Bloom Filter Optimizations: Double Hashing and Blocked Filters
Double Hashing Optimization
Production Bloom filter implementations employ two critical engineering optimizations to reduce CPU cost and improve cache locality: double hashing and blocked (or partitioned) filters. Standard Bloom filter theory suggests using k independent hash functions, but computing k separate hashes per operation is expensive. Double hashing derives k bit positions from just two base hash values: compute h1(x) and h2(x) once, then generate index i as (h1 + i * h2) mod m for i from 0 to k minus 1. This technique cuts hashing CPU cost by approximately k/2 while maintaining near optimal false positive rates for practical filter sizes. Use fast non-cryptographic hash functions like Murmur3 or xxHash; cryptographic hashes are unnecessary and waste CPU.
Blocked Bloom Filters
Blocked Bloom filters address CPU cache locality. A standard Bloom filter with k equals 7 and a large bit array (hundreds of megabytes) scatters memory accesses across cache lines, causing cache misses on every lookup. Blocked filters partition the m bit array into small blocks, typically sized to fit in a single CPU cache line (64 bytes = 512 bits).
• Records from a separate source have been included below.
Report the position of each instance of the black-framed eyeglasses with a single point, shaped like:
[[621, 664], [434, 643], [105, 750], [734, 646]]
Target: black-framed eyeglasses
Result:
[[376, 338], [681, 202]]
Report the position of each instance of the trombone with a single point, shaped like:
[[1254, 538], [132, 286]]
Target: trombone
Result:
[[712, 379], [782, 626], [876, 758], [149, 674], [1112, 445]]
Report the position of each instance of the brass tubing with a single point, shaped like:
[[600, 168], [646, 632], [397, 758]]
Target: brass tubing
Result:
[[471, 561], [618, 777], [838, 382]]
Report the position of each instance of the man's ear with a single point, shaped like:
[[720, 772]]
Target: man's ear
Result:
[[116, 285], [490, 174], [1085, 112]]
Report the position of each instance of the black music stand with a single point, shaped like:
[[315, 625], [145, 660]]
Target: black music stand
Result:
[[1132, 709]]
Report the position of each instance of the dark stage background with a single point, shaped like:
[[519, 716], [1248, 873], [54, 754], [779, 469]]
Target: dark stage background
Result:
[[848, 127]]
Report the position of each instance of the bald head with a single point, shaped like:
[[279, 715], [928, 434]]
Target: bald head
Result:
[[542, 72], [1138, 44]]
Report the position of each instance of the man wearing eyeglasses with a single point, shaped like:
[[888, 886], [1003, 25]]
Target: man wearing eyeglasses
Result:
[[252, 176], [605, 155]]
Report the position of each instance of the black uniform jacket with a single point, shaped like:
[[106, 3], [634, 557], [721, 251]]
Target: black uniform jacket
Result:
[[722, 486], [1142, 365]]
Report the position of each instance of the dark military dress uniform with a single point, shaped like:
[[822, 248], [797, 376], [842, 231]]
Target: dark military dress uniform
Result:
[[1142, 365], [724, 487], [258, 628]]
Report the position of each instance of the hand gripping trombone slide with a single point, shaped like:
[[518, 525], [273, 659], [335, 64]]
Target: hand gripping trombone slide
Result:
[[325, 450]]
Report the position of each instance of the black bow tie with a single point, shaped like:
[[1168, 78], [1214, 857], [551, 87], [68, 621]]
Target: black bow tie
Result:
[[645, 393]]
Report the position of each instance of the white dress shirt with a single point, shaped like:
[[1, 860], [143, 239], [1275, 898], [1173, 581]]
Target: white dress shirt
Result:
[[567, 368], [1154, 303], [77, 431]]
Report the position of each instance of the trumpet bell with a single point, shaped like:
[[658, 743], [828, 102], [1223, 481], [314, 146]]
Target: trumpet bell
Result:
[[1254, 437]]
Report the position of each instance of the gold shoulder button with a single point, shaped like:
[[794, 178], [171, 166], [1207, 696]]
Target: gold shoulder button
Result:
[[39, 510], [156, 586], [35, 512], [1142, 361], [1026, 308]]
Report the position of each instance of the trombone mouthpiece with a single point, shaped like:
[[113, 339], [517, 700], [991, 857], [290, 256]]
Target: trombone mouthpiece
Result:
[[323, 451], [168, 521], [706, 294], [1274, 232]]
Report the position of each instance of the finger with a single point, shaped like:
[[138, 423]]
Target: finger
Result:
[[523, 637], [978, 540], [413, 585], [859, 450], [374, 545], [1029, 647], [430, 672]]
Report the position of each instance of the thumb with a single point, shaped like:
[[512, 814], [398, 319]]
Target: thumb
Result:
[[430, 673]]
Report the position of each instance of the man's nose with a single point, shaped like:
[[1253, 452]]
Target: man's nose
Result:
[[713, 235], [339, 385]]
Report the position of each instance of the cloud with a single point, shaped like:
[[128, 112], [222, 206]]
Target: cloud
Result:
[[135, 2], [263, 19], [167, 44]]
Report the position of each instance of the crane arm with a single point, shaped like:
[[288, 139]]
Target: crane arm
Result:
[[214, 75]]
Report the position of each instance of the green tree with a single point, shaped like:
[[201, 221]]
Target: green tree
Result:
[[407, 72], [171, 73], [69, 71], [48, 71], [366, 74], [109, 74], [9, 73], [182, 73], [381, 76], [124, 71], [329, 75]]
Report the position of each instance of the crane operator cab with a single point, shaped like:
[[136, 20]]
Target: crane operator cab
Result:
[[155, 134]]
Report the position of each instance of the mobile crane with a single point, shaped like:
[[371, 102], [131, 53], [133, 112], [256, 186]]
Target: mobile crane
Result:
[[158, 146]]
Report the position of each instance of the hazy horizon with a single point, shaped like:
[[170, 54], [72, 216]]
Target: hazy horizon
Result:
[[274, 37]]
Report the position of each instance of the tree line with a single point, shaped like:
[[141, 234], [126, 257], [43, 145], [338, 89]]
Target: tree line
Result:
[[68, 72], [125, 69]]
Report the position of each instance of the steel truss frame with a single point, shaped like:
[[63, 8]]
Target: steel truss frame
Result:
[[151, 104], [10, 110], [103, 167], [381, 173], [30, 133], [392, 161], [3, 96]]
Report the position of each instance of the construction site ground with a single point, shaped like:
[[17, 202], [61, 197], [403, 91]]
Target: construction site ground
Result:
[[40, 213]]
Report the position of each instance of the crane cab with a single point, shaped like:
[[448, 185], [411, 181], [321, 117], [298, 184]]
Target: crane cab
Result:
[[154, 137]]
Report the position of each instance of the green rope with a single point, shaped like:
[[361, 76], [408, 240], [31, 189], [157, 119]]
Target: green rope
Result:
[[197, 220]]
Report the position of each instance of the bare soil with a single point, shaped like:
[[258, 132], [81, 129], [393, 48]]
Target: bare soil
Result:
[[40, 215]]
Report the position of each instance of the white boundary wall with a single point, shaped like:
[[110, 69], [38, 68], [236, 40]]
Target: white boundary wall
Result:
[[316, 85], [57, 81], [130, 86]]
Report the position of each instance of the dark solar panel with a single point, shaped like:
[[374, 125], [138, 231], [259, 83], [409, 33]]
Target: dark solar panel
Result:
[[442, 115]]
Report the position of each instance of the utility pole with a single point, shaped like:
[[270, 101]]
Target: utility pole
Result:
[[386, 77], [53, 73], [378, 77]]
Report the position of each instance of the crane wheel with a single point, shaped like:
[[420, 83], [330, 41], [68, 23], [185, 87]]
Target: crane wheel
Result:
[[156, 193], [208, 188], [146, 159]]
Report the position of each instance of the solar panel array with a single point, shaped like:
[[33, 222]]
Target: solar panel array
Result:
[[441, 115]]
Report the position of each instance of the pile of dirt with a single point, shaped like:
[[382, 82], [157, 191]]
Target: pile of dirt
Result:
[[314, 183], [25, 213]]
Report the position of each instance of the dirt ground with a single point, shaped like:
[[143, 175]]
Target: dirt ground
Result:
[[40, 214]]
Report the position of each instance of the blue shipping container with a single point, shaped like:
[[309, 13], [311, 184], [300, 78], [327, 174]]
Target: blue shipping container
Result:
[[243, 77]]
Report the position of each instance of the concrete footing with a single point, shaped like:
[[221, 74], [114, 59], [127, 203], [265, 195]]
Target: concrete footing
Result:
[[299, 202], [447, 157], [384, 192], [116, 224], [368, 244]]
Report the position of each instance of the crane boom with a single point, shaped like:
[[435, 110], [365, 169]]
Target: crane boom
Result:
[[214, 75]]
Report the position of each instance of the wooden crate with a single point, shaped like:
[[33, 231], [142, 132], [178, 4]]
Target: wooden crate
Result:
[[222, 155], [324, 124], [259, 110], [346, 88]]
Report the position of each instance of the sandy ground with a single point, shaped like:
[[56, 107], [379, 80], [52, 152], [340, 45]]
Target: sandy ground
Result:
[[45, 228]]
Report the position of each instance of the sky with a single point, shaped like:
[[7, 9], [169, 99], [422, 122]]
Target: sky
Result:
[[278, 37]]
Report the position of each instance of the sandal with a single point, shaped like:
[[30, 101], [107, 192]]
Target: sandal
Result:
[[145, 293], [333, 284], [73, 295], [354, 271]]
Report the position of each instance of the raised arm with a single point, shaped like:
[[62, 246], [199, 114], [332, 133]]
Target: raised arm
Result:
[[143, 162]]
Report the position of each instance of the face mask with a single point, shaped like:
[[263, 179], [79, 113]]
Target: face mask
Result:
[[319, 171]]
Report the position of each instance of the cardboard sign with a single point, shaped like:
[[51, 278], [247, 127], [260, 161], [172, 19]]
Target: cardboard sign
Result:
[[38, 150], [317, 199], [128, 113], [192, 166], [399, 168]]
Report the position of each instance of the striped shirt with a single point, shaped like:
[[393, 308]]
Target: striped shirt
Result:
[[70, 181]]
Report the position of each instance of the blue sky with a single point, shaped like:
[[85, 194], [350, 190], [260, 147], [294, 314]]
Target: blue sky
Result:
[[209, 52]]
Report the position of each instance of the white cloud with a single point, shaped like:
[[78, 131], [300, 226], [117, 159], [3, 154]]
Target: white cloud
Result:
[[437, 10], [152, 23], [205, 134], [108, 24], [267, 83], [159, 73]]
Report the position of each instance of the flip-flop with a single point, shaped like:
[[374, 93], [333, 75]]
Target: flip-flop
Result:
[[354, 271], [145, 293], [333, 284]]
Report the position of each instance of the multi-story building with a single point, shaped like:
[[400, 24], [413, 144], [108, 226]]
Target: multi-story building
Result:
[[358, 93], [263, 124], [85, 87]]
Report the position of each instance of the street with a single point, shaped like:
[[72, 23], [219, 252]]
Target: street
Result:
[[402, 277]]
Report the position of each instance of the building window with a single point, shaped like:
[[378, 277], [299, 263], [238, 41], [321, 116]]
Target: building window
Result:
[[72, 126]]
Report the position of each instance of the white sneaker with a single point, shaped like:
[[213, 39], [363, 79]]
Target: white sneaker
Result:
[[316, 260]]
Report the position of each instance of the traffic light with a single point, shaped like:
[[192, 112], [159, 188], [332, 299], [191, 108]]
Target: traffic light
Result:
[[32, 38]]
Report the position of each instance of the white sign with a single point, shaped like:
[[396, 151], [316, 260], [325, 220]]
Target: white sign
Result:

When inserting or checking an element, you first hash to select one block, then apply k hash functions only within that block. All k bit accesses hit the same cache line, loaded once. This improves CPU cache hit rates and enables SIMD (Single Instruction Multiple Data) vectorization. In high throughput storage engines handling tens of thousands of queries per second per core, blocked Bloom filters can deliver 1.5 to 2x higher read throughput compared to standard Bloom filters with equivalent false positive rates.
Partitioned Bloom Filters
Partitioned Bloom filters divide the m bit array into k equal slices and set exactly one bit per slice using k hash functions. This ensures each element sets k bits across k different partitions, bounding overlap and simplifying implementation. Partitioned filters often achieve similar false positive rates to classic Bloom filters with comparable space and offer easier vectorization. The choice between blocked and partitioned designs depends on workload: blocked filters excel in read heavy scenarios with tight CPU cache, while partitioned filters simplify reasoning about bit distribution and are easier to implement correctly in parallel.